Organizations face increasing competition and compressed time frames that require intelligent use of all available data. Reports of yesterday’s sales and operational figures must be accompanied by analyses of a variety of structured and unstructured data, including streams of sensor data, social media posts, and data from many other internal and external sources.
Organizations also need to perform sophisticated artificial intelligence and machine learning (AI/ML) analyses on the data they collect and they must be able to do so in real time. Maintaining separate systems for each of these requirements makes it difficult to be agile and responsive in today’s fast-moving markets.

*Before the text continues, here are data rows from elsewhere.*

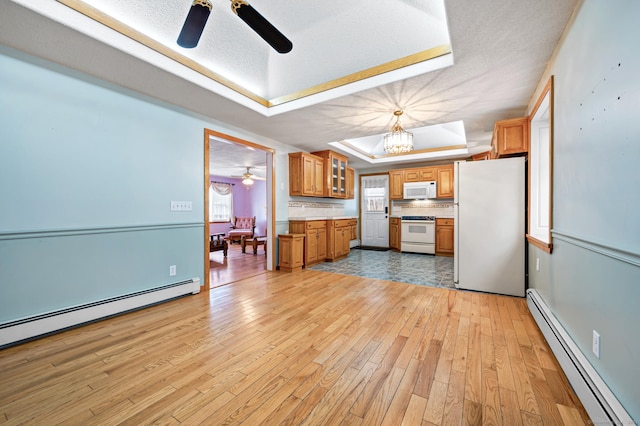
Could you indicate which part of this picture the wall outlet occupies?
[591,330,600,359]
[171,201,193,212]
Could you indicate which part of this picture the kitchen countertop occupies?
[289,216,358,221]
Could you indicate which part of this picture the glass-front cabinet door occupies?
[312,150,348,198]
[331,157,347,198]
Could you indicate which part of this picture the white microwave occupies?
[403,181,436,200]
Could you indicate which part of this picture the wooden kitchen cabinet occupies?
[347,167,356,200]
[436,164,454,198]
[289,152,324,197]
[491,117,529,158]
[278,234,304,272]
[389,217,400,251]
[471,151,491,161]
[289,220,327,266]
[389,170,404,200]
[349,219,358,241]
[327,219,351,261]
[436,218,454,256]
[311,150,348,198]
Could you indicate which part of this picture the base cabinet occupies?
[289,220,327,266]
[327,219,351,261]
[278,234,304,272]
[436,218,454,256]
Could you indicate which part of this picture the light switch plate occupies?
[171,201,193,212]
[591,330,600,358]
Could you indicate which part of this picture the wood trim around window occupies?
[526,75,554,254]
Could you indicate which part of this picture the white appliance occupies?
[403,181,436,200]
[453,157,526,297]
[400,216,436,254]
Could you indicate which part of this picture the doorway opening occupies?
[204,129,275,290]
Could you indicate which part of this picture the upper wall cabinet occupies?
[347,167,356,200]
[289,152,324,197]
[289,150,355,199]
[389,170,404,200]
[491,117,529,158]
[389,164,453,200]
[312,150,348,198]
[436,164,453,198]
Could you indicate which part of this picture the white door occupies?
[360,175,389,247]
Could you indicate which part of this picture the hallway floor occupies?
[307,248,455,288]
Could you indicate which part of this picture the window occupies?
[362,176,389,213]
[209,182,233,222]
[527,76,553,253]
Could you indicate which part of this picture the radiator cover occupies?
[527,289,636,425]
[0,278,200,349]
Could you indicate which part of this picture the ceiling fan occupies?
[178,0,293,53]
[230,166,266,185]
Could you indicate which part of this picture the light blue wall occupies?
[529,0,640,421]
[0,45,290,324]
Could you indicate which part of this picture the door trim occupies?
[203,128,276,291]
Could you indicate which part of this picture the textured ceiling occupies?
[0,0,577,174]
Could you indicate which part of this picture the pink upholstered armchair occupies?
[228,216,256,243]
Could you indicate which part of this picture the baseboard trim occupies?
[527,289,636,425]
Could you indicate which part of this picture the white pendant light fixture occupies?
[383,111,413,154]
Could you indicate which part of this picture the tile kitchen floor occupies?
[309,248,455,288]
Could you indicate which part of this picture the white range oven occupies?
[400,216,436,254]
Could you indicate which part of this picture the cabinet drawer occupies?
[333,219,352,228]
[307,220,325,229]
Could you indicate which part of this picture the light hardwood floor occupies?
[209,243,267,288]
[0,270,588,426]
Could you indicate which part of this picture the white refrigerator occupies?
[453,157,526,297]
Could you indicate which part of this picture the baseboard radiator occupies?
[527,289,636,425]
[0,278,200,349]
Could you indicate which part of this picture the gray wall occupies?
[529,0,640,421]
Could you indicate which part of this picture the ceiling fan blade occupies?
[178,0,213,49]
[231,0,293,53]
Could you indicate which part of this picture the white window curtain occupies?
[209,182,233,222]
[362,176,386,212]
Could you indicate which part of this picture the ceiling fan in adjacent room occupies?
[230,166,266,186]
[178,0,293,53]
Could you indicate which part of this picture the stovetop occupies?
[400,216,436,220]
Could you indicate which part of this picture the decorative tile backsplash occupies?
[289,200,453,217]
[289,201,344,217]
[391,200,453,217]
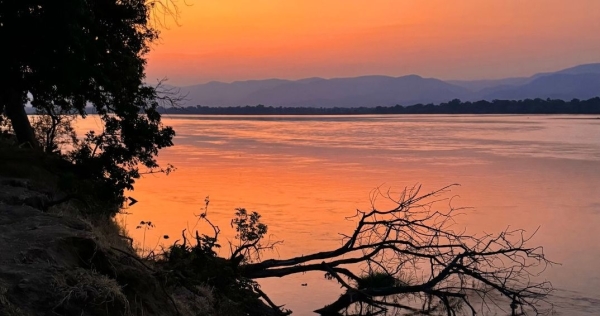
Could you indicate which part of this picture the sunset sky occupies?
[147,0,600,85]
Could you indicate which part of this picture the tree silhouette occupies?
[0,0,174,205]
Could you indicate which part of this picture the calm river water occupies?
[79,115,600,315]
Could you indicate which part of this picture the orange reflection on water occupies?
[74,116,600,315]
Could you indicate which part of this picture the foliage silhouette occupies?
[160,97,600,115]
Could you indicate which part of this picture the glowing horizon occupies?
[147,0,600,85]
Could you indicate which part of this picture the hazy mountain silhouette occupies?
[181,63,600,107]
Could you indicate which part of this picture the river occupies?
[78,115,600,315]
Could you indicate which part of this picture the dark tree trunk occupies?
[2,93,39,148]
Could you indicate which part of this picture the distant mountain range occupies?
[173,63,600,107]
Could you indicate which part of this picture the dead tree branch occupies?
[240,186,552,315]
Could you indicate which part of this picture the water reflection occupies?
[79,115,600,315]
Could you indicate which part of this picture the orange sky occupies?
[147,0,600,85]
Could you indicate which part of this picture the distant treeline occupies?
[155,97,600,115]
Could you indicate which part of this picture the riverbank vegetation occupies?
[0,0,556,316]
[159,97,600,115]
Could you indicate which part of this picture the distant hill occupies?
[172,63,600,107]
[176,75,470,107]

New data and analytics architectures are available that can support all these requirements with a common platform.
Line-of-business functions have traditionally relied on data warehouses to provide information organized in a business-oriented format, ready for analysis. Recently, data lakes have emerged as a way to manage massive amounts of data, including unstructured data. Organizations need both these capabilities and they are often used together. In fact, nearly three-quarters (72%) of our research participants report that their data lakes are associated with their data warehouses. In one-quarter of the cases (23%), the data lake serves as a superset of these capabilities where the data warehouse is built within the data lake, giving rise to the term “lakehouse.” This combination streamlines integration to reduce complexities, minimize the risk of inconsistencies and minimize any delay in accessing the information.